While those Philips light are nice, they are expensive. $150 to replace a $5 bulb. I know this is not really green thinking, but here electricity is about $0.09 per kWh, so it would take (150/0.09)*(1000/(300-66)) = 7122 continuous hours of running those Philips bulbs before they even begin to pay off. If we assume an average of 4 hours of usage each day, that's more than 4.5 years before a return on investment is realized.

Now that I've done the math, there may be some merit to this as long as the LED bulbs last as long as promised. Something that has never been delivered with the CFL bulbs. They last only about 1/4 as long as they are advertised to.

That is Haitz’s Law told us;- the cost per lumen (unit of useful light emitted) falls by a factor of 10, we need give time to allow it fall.

Meanwhile there are 2 major factors to control consumer product's price;-

  1. mass productions
  2. bloody competition

OK, could be third one "made in China".

Philips 22-Watt (100W) A21 LED is new, might not meet any of above factors. We might need wait one year to revisit this.

BillO:
While those Philips light are nice, they are expensive. $150 to replace a $5 bulb. I know this is not really green thinking, but here electricity is about $0.09 per kWh, so it would take (150/0.09)*(1000/(300-66)) = 7122 continuous hours of running those Philips bulbs before they even begin to pay off. If we assume an average of 4 hours of usage each day, that's more than 4.5 years before a return on investment is realized.

Now that I've done the math, there may be some merit to this as long as the LED bulbs last as long as promised. Something that has never been delivered with the CFL bulbs. They last only about 1/4 as long as they are advertised to.

$0.09 per kWh, That is a great, could you tell us the city name you live? I will move to it.

The prices at place I live.
Electricity prices average of 20.2 cents per kilowatt hour (kWh).
Gasoline prices averaged $3.692 a gallon.
The average cost of utility (piped) gas at $1.241 per therm.

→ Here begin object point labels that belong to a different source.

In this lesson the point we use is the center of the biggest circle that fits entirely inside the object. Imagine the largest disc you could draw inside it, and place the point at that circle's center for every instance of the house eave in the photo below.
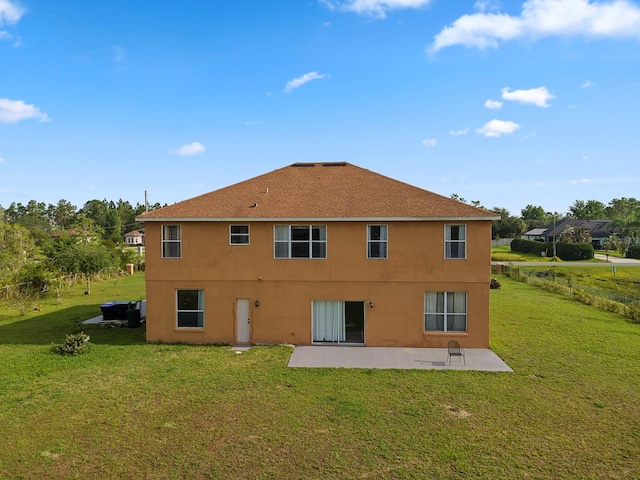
(318, 219)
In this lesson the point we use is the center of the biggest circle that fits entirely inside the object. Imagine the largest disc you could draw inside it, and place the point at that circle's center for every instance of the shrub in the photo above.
(634, 251)
(582, 296)
(73, 344)
(574, 251)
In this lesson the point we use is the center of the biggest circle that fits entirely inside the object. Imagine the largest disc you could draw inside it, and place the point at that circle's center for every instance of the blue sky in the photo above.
(508, 103)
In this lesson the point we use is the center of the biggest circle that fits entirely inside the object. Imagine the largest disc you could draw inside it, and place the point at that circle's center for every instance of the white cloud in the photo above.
(535, 96)
(13, 111)
(190, 149)
(374, 8)
(487, 5)
(497, 128)
(493, 104)
(299, 81)
(543, 18)
(582, 181)
(10, 13)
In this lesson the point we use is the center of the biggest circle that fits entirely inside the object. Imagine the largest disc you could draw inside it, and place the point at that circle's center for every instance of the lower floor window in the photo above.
(190, 308)
(445, 311)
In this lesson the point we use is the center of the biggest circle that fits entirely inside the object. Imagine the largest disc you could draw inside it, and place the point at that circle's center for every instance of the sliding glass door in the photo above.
(338, 322)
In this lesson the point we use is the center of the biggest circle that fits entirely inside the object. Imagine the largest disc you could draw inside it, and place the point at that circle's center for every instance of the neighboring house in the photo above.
(537, 234)
(136, 237)
(599, 230)
(319, 253)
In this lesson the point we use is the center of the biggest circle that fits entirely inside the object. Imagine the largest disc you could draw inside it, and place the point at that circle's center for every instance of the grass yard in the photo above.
(128, 409)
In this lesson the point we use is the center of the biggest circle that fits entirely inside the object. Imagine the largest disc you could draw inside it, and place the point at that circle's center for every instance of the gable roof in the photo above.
(597, 228)
(319, 191)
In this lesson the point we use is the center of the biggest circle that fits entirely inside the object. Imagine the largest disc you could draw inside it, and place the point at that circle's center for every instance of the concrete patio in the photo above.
(479, 359)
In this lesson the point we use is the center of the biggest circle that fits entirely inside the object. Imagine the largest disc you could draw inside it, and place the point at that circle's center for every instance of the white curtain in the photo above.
(328, 321)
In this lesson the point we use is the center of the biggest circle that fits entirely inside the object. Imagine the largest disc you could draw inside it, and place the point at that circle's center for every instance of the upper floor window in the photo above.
(445, 311)
(190, 308)
(171, 241)
(300, 241)
(376, 241)
(239, 234)
(455, 240)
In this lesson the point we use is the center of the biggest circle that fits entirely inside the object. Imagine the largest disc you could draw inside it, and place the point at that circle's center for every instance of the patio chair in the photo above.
(455, 350)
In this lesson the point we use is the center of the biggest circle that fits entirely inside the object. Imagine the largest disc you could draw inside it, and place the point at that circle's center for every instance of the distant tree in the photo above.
(589, 210)
(96, 210)
(63, 214)
(534, 216)
(575, 235)
(17, 249)
(625, 216)
(508, 226)
(623, 208)
(113, 225)
(83, 258)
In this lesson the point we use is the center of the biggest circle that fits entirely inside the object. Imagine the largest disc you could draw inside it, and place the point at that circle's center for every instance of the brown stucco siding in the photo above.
(286, 287)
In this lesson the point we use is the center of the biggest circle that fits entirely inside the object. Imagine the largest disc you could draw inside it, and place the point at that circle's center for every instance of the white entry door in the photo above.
(242, 320)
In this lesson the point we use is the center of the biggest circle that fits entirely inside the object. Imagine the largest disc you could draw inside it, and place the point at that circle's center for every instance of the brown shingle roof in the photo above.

Sorry to continue the hijack. I just ordered two LED bulbs from the far east as possible replacements for CFL type bulbs since, as BillO pointed out, they don't last long, especially when installed base up. They are in the 10W/1000 lumen range and intended to replace the typical 18W CFL. One is a corn-cob type (~$6) the other is a globe type (~$10). If they work out (and that is by no means a foregone conclusion) they would be worth the cost. We'll have to see.

$150 to replace a $5 bulb

This is not apple to apple compare. correct one should be $150 to replace a 12.5*$5 bulb, i.e $150 to replace a $62 bulb.
I agree with BillO about misleading advertisements. but for Philips v.s. no brand name from Ebay, I will trust Philips more.

Other thread about misleading advertisements;-

sonnyyu:
$0.09 per kWh, That is a great, could you tell us the city name you live? I will move to it.

The woods of central Ontario, Canada. Actually, to be fair, the 9 cents is just the electricity. There is a 'delivery' fee, a 'debt retirement' charge, a 'regulatory' charge and taxes. By the time all is said and done my last bill worked out to 14 cents per kWh. I love the debt retirement charge. They mismanaged the service back in the 70's, 80's and 90's and ran up an enormous debt that we now have to pay off. Lord know what the regulatory charge is.